Project Shine uncovered more than 65 different manufacturers of these devices ranging from Siemens to Motorola to Caterpillar.

Protecting systems from exploits

DHS ICS-CERT released an alert entitled "Alert (ICS-ALERT-11-343-01A): Control System Internet Accessibility (Update A)" in 2012, which it updated in 2018. The authors observed in this alert:

Internet facing control systems have been identified in several critical infrastructure sectors. The systems vary in their deployment footprints, ranging from stand-alone workstation applications to larger distributed control systems (DCS) configurations. In many cases, these control systems were designed to allow remote access for system monitoring and management. All too often, remote access has been configured with direct Internet access (no firewall) and/or default or weak user names and passwords. In addition, those default/common account credentials are often readily available in public space documentation.

The ICS-CERT alert lists several actions that should be taken by ICS device owners to reduce and preferably eliminate these vulnerabilities.
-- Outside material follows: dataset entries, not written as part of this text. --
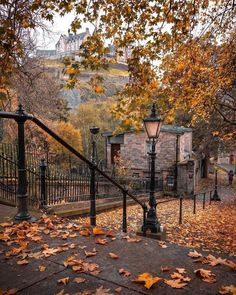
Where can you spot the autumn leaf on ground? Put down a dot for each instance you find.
(23, 262)
(79, 280)
(63, 281)
(228, 290)
(102, 291)
(206, 275)
(194, 254)
(41, 268)
(165, 268)
(124, 272)
(181, 270)
(11, 291)
(113, 255)
(98, 231)
(177, 284)
(148, 279)
(101, 241)
(162, 244)
(89, 254)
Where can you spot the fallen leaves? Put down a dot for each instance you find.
(113, 255)
(79, 280)
(41, 268)
(64, 281)
(206, 275)
(23, 262)
(124, 272)
(228, 290)
(147, 279)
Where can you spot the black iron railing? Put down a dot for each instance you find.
(20, 116)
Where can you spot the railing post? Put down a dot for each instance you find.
(124, 227)
(144, 228)
(194, 204)
(92, 196)
(43, 191)
(22, 196)
(204, 200)
(180, 209)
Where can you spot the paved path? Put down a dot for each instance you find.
(135, 257)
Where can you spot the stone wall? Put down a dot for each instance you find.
(135, 148)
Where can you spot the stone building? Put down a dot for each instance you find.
(173, 160)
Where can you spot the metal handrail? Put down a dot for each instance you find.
(25, 116)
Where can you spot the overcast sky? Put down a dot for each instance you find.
(60, 26)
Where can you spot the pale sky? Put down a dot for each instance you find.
(60, 26)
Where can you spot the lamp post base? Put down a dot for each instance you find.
(23, 216)
(215, 196)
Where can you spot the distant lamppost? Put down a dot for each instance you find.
(94, 130)
(153, 126)
(215, 196)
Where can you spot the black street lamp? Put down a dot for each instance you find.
(153, 126)
(94, 130)
(215, 196)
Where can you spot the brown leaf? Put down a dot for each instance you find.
(89, 254)
(102, 291)
(176, 284)
(228, 290)
(101, 241)
(79, 280)
(113, 255)
(98, 231)
(206, 275)
(124, 272)
(148, 279)
(194, 254)
(165, 268)
(181, 270)
(63, 281)
(23, 262)
(41, 268)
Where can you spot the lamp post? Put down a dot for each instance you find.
(93, 130)
(153, 126)
(215, 196)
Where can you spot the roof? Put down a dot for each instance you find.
(164, 128)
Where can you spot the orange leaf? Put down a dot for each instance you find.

These actions include the following:

• audit control systems whether or not they are connected to the internet to find and get rid of any default, administrator-level user names and passwords;
• implement defensive security measures to minimize the risk of exploits;
• control network exposure for all ICS devices and make sure they do not face the internet directly;
• locate and isolate ICS networks and devices behind firewalls;
• implement virtual private networks that use two-factor authentication for remote access;
• eradicate default system accounts;
• put account lockout policies in place;
• require the use of strong passwords and multifactor authentication; and
• limit the number of administrator-level accounts, particularly by third-party vendors.

Although CNN called Shodan "the scariest search engine on the internet," it is an amazing tool that can help network security engineers and CISOs identify their weak points with internet-connected devices -- hopefully, before the bad guys do.